E não era com as próprias bocas que riam, mas com outras.

Odisseia, canto XX

domingo, 25 de outubro de 2015

A imagem que nos há-de salvar - "A Menina dos Fósforos" (Hans Christian Andersen)


  Numa aula sobre a cegueira, Gonçalo M. Tavares pediu à assistência para olhar uma garrafa de água que estava em cima da mesa e ao mesmo tempo tentar visualizar a estátua do Marquês de Pombal. A partir daí, dissertou um pouco sobre a curiosa capacidade humana de conseguir ver uma coisa dentro da cabeça ao mesmo tempo que olhamos uma coisa fora de nós.

  É, com efeito, extraordinário conseguir tapar uma coisa que está à frente dos nossos olhos com uma coisa que está atrás dos nosso olhos. Na história "A menina dos fósforos" (Hans Christian Andersen), a criança faz algo como isso: de cada vez que acende um fósforo, uma imagem aparece para a confortar. Primeiro uma confortável cena de Natal e, mais tarde, a sua avó já falecida.
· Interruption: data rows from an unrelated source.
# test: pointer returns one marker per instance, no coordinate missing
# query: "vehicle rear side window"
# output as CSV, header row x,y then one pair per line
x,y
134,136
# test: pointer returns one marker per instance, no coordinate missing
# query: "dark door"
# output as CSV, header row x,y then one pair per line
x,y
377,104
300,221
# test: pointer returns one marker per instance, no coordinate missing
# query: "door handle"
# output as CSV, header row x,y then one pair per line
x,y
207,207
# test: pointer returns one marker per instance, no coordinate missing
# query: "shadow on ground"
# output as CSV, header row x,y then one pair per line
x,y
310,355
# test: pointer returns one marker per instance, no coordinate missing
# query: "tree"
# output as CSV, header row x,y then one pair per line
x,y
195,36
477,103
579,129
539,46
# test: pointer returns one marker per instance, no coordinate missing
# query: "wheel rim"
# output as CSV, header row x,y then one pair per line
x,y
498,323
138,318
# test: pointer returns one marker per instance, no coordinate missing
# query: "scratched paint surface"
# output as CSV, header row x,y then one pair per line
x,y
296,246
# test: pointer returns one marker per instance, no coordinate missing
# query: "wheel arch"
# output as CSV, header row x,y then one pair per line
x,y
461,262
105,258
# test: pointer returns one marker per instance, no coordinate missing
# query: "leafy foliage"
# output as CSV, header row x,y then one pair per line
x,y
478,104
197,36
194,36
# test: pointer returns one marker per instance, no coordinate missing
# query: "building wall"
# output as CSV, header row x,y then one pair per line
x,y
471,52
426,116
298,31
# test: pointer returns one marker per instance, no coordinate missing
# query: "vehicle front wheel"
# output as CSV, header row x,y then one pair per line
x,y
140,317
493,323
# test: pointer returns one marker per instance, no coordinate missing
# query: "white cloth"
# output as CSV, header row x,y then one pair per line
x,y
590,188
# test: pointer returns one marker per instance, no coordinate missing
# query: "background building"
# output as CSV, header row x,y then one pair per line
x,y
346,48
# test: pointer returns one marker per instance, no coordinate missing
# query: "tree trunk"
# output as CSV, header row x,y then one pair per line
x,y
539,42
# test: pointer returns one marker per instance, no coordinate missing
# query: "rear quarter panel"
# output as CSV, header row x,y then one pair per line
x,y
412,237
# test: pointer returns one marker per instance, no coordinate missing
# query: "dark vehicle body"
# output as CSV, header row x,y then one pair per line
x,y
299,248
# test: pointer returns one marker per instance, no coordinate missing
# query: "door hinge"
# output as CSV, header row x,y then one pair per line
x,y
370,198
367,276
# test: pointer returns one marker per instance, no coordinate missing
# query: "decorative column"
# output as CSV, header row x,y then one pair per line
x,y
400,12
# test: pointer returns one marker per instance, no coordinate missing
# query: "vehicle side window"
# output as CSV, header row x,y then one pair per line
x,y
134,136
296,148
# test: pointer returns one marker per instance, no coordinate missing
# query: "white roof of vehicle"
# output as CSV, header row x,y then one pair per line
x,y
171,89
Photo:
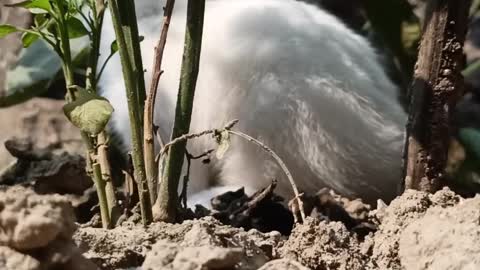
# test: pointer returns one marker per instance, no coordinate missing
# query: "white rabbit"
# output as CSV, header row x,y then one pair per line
x,y
296,78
Estas imagens cobrem a realidade miserável que ela tem diante dos olhos: o frio, a rua, o medo, a fome, a solidão.
  A menina acaba por morrer enregelada, e quando é encontrada as pessoas lamentam a sua sorte e sentem comiseração. Mas todos são cegos à imagem em que ela adormeceu dentro de si mesma: morreu na companhia da sua avó, graças ao exercício fantástico de transportar para fora de si o mundo que acendia por dentro. Graças a isso, pôde cegar-se (ao que vinha de fora) e morrer com a realidade que usou para substituir a outra.
  As pessoas que agora passam por ela e sentem pena eram cegas ao seu sofrimento quando ela estava viva — ninguém lhe comprou um fósforo ou parou para a ajudar de algum modo —, e mostram-se igualmente cegas à sua felicidade agora que está morta.
  A menina tornou-se, com efeito, tão cega à realidade como aqueles que passavam e não a viam. Ela é, note-se, tão invisual como o seu público, ainda que no sentido oposto: ela tapa a realidade com o que tem dentro. Ao invés, é precisamente não vendo o que existe dentro que aquele público sente pena dela agora que já nada adianta e quando a pena já não tem sentido. Assim, o que nos há-de salvar da cegueira que nos obstrui não é propriamente podermos ver tudo (por dentro e por fora em simultâneo). Para nos salvarmos, precisamos de aprender a inverter a nossa cegueira. Tornarmo-nos cegos de outro modo.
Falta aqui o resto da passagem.